白人でブロンドで家長を重んじ、自分や家族の利益になる限り社会の不公正など気にもかけないイバンカのような女性が、中国(やアメリカ)で憧れの対象になっても驚くにはあたらない。しかしだからといって、イバンカの存在が米中関係に実質的な変化をもたらすとは思えない。むしろ彼女は、もっとグローバルで生死に直結する問題──戦争や金融、経済競争、貧困、環境問題など──について議論が及ぶのを避けるためのお飾りだ。
■イシュ・マオ、独フンボルト大学ベルリン大学院生
トランプは大統領就任前から中国を挑発する発言を繰り返してきたが、いまや多くの中国人が、本人やトランプ家に対して奇妙な共感を覚えている。トランプが着々と家族経営のような政権をこしらえたことに対し、アメリカでは批判の声が噴出したが、多数の中国共産党幹部にとっては、権力を掌握するための手法としてあまりに見慣れた光景だ。
一時トランプと妻のメラニアの不仲説が出回ると、中国で夫の影に隠れてないがしろにされている主婦層のネチズンが一斉にメラニアに感情移入し、応援するようになった。
中国エリートの模範
トランプ家のポジティブなエネルギーの源泉とされるイバンカを中国で崇拝するのは、美しく自立し成功したいと熱望するホワイトカラーの女性だけではない。「Bling Dynasty」と称される中国でわずか1%の超富裕層や、「富二代」と呼ばれる裕福なエリート層の子どもたちも、自分たちのロールモデルとしてイバンカに憧れている。
トランプ家のゴシップを取り上げる中国メディアの過熱ぶりは、米中が対立する諸問題の扱いの小ささと比べると、常軌を逸している。

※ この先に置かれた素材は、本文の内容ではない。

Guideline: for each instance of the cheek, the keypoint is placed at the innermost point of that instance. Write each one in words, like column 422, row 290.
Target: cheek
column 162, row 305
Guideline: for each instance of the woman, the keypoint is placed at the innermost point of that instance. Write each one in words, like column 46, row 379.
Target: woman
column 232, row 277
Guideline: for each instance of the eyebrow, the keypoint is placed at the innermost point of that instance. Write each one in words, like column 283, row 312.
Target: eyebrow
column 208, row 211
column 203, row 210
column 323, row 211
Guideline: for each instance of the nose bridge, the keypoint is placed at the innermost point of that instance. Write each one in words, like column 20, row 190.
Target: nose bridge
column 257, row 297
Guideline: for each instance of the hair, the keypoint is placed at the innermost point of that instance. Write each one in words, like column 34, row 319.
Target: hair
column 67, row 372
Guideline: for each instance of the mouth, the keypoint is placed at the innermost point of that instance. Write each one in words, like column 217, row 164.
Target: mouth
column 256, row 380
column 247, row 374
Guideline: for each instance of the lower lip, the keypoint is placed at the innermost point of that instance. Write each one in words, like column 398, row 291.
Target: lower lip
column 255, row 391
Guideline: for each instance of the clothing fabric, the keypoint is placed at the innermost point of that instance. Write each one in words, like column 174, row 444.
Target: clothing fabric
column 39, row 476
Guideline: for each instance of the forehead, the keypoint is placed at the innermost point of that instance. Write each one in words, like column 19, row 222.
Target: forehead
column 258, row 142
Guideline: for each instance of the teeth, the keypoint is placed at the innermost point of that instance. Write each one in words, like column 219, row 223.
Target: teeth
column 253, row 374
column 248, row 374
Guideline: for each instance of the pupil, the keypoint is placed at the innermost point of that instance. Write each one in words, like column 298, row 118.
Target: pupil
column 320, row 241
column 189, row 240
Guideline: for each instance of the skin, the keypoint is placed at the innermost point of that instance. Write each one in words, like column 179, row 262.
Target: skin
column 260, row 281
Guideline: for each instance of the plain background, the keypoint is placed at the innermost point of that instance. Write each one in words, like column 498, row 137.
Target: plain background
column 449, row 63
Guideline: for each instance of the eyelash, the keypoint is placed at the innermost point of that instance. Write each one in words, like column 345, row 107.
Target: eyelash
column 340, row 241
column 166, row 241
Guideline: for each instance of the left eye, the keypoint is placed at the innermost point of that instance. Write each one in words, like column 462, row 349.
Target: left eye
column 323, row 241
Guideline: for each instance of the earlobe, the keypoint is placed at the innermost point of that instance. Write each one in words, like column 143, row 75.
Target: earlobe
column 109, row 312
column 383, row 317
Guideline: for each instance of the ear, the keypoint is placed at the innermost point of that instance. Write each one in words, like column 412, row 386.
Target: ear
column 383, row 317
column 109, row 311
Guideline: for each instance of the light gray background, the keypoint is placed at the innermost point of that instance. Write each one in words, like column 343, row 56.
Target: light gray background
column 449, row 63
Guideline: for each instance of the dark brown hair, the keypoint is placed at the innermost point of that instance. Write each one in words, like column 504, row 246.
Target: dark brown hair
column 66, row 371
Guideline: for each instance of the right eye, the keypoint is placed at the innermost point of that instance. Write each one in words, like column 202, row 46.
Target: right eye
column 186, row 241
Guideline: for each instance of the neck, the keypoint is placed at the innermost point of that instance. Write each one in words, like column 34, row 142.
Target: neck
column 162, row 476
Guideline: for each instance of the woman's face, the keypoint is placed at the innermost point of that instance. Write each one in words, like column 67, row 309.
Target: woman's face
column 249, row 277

トランプの孫娘にあたるアラベラが中国語で歌を披露した動画は、中国の一般家庭で何度も再生されたが、肝心のトランプと習による会談内容については、いまだ詳細がはっきり伝わっていない。なぜこうなったのか。まず中国は、対米関係の悪化から国民の目をそむけ、対米世論を和らげようとしたのではないか。その上で武道さながら、戦いの前に敵に敬意と感謝の意を示したのかもしれない。トランプ政権もそれに応じ、友好的なジェスチャーを見せた格好だ。